U.S. cardholders spent $1.39 trillion last year using debit cards branded with Visa Inc. or MasterCard Inc., up 15% from 2009, according to the Nilson Report, a Carpinteria, Calif., industry newsletter.Even last year, executives considered the tactic of charging for some traditionally bundled debit services. "I would say one of the most important changes that we will consider in our business model, in the new environment, is an unbundling of the services that we currently offer and price for," Byron Pollitt, Visa's finance chief, said in September. "I think this will lead to more a la carte pricing and more pay for the services based on the value that it creates for the merchant."
Representatives for many of the big U.S. debit-card issuers declined to discuss unbundling, with most saying they are waiting for the Fed's final rules, expected in April.

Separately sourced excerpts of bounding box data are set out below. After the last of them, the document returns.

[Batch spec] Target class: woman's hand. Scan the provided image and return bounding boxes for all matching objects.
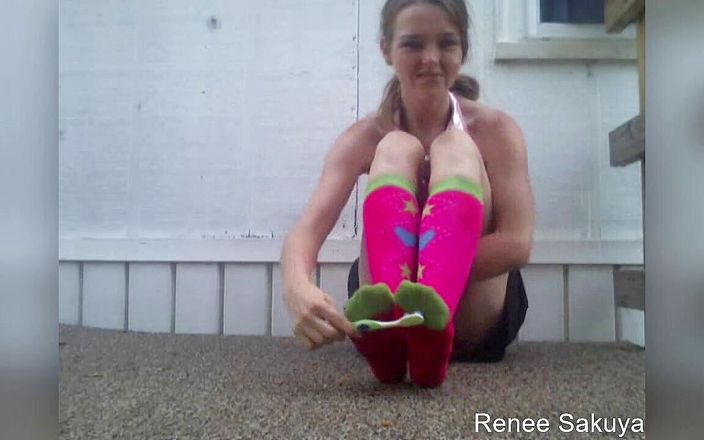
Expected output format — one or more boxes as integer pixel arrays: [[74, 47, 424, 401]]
[[286, 283, 360, 350]]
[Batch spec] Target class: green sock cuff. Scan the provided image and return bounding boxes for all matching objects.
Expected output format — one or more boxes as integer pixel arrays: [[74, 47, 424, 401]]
[[364, 174, 416, 197], [428, 177, 484, 202], [345, 283, 394, 322]]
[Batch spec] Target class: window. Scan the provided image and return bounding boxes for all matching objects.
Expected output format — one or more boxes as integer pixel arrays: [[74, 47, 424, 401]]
[[540, 0, 604, 24], [495, 0, 636, 60]]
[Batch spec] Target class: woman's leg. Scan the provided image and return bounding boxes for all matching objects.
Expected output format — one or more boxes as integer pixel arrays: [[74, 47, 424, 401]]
[[396, 130, 484, 386], [345, 132, 424, 383], [454, 153, 508, 359]]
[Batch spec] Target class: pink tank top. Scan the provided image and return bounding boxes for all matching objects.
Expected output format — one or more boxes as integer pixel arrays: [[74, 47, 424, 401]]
[[394, 92, 467, 208]]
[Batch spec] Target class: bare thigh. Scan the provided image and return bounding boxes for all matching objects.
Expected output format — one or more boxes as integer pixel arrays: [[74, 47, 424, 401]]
[[454, 160, 508, 351]]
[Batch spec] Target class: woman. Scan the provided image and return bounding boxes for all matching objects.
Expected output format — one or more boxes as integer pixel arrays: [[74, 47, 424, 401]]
[[281, 0, 534, 386]]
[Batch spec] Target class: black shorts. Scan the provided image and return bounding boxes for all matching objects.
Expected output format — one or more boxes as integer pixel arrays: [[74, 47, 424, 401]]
[[347, 258, 528, 362]]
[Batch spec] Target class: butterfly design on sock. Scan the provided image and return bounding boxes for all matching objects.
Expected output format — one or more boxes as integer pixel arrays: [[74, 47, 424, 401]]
[[394, 226, 435, 251]]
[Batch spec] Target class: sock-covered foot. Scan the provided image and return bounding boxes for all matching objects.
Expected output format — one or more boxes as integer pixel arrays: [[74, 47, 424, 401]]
[[395, 281, 455, 387], [347, 175, 420, 383], [345, 283, 408, 384], [396, 177, 483, 386]]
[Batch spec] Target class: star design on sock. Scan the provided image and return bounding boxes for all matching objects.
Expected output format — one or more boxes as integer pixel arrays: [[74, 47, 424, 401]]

The battle over debit-fee limits focused on retailers' claims that debit cards, which draw upon existing funds in a customer's checking account, are little different from checks and cash and, therefore, should be priced as cheaply.
The payments industry has chafed at this contention, arguing, for instance, that, unlike checks, approved debit transactions don't bounce.
Unbundling "doesn't make a lot of sense," says Mallory Duncan, general counsel for National Retail Federation, an industry trade group. "It seems a bit strange to take out something that's intrinsic to a [debit] transaction. It's like trying to separate a bark from the dog and selling the bark separately."
The proposed fee restrictions have the payments industry seeking ways to make up for lost revenue. "If you see the Fed proposal the way it is, then unbundling is definitely an option," says Chris McWilton, president of U.S. markets at MasterCard.